On Tue, 19 Oct 2004, Zhang Qiuyu wrote:> I wrote a machinefunction pass to try to see what's going on. Does it
> mean that it is target machine dependent pass, like x86? However, after
> compile it, I found there wasnot command option I registered. I used
> regular way to do it like RegisterOpt <...> X("... ",
"... "), but I
> cannot see the optimized option when I use opt -load
> ../../lib/Debug/libxxx.so --help. And from LLVM source code, I saw some
> passes use runOnMachineFunction(MachineFunction &MF), but there is no
> API like registerOpt. what does it mean? Thanks
MachineFunctionPass instances are part of the code generator. As such,
they are not supposed to modify the LLVM code and their output does not go
to bytecode.
You *can* write target specific (e.g. the X86 floating point stackifier
pass) or target independent passes (e.g. the register allocators) with
MachineFunctionPass's, but I don't think this is what you really want to
do.
> For MachineFunction pass, the doc says it is not allowed to do any of the
following:
MachineFunctionPass's are even more restricted than FunctionPass's.

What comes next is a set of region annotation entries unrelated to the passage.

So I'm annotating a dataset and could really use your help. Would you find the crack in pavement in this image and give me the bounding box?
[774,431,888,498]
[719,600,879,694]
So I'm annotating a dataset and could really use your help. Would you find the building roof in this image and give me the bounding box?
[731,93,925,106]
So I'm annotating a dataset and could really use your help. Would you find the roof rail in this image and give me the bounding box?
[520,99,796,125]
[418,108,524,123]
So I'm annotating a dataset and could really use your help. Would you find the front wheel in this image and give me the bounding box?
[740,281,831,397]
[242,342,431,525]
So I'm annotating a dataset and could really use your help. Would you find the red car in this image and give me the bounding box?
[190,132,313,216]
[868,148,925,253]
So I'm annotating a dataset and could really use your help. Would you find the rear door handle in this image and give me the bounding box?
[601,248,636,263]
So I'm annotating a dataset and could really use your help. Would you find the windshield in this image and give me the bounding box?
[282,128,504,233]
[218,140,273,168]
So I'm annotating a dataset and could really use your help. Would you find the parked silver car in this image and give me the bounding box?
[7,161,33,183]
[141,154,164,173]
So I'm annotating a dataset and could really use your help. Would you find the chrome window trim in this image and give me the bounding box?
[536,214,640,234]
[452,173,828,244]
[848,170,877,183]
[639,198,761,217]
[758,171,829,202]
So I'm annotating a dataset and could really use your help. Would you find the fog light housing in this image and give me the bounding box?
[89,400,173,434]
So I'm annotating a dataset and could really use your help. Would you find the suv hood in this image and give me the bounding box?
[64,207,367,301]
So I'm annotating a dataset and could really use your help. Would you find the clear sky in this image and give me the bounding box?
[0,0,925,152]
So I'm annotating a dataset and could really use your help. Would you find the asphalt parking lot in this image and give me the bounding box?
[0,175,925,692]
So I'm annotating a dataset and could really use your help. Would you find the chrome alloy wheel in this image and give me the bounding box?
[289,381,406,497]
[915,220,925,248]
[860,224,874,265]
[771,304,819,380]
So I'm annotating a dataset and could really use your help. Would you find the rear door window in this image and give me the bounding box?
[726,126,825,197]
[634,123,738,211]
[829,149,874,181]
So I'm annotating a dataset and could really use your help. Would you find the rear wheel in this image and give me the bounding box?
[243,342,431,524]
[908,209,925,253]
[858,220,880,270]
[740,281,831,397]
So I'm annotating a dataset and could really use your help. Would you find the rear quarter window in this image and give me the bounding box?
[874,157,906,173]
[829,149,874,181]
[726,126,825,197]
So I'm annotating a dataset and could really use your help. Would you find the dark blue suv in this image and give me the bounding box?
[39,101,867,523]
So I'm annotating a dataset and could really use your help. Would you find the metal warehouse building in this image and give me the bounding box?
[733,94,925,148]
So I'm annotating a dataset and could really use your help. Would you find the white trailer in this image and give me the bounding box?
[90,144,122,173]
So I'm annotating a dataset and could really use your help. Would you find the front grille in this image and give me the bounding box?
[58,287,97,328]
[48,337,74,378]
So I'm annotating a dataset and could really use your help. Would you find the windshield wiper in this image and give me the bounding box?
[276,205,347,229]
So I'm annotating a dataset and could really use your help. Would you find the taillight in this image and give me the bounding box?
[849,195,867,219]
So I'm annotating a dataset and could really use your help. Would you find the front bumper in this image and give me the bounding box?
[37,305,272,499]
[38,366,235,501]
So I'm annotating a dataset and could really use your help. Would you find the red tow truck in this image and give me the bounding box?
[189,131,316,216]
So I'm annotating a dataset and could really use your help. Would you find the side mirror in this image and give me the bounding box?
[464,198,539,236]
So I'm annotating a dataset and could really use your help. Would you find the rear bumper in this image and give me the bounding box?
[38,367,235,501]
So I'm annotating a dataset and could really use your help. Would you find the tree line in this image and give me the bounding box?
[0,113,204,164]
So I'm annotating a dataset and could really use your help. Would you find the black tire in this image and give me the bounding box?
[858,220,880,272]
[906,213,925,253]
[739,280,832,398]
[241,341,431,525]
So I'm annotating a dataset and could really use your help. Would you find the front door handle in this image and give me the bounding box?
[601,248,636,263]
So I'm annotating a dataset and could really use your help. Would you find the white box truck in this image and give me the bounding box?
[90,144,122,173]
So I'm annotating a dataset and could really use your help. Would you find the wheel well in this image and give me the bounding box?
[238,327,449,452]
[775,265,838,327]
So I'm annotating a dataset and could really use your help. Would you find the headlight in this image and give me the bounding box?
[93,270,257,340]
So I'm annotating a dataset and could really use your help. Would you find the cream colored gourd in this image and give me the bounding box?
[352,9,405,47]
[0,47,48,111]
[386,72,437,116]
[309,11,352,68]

> It seems I cannot insert some instructions, right?
Correct.
> For MachineInstr.h and MachineInstrBuilder.h and X86InstrBuilder.h, I am
> just wondering if we can construct some X86 assemble instruction? if so,
Yes.
> can we insert the X86 assemble instruction to bytecode( bytecode is IR
> code which should be conflicted with X86 asm) if I used
> runOnMachineFunction pass ?
No you can't do this yet, and when you can, it won't be with a
MachineFunctionPass. What you are really trying to do is use a form of
inline assembly in the LLVM bytecode. Unfortunately, we do not support
this feature yet, but it is on the mid-range "todo list". I don't
know of
anyone who is planning on tackling the job yet though.
Why do you want to insert assembly language?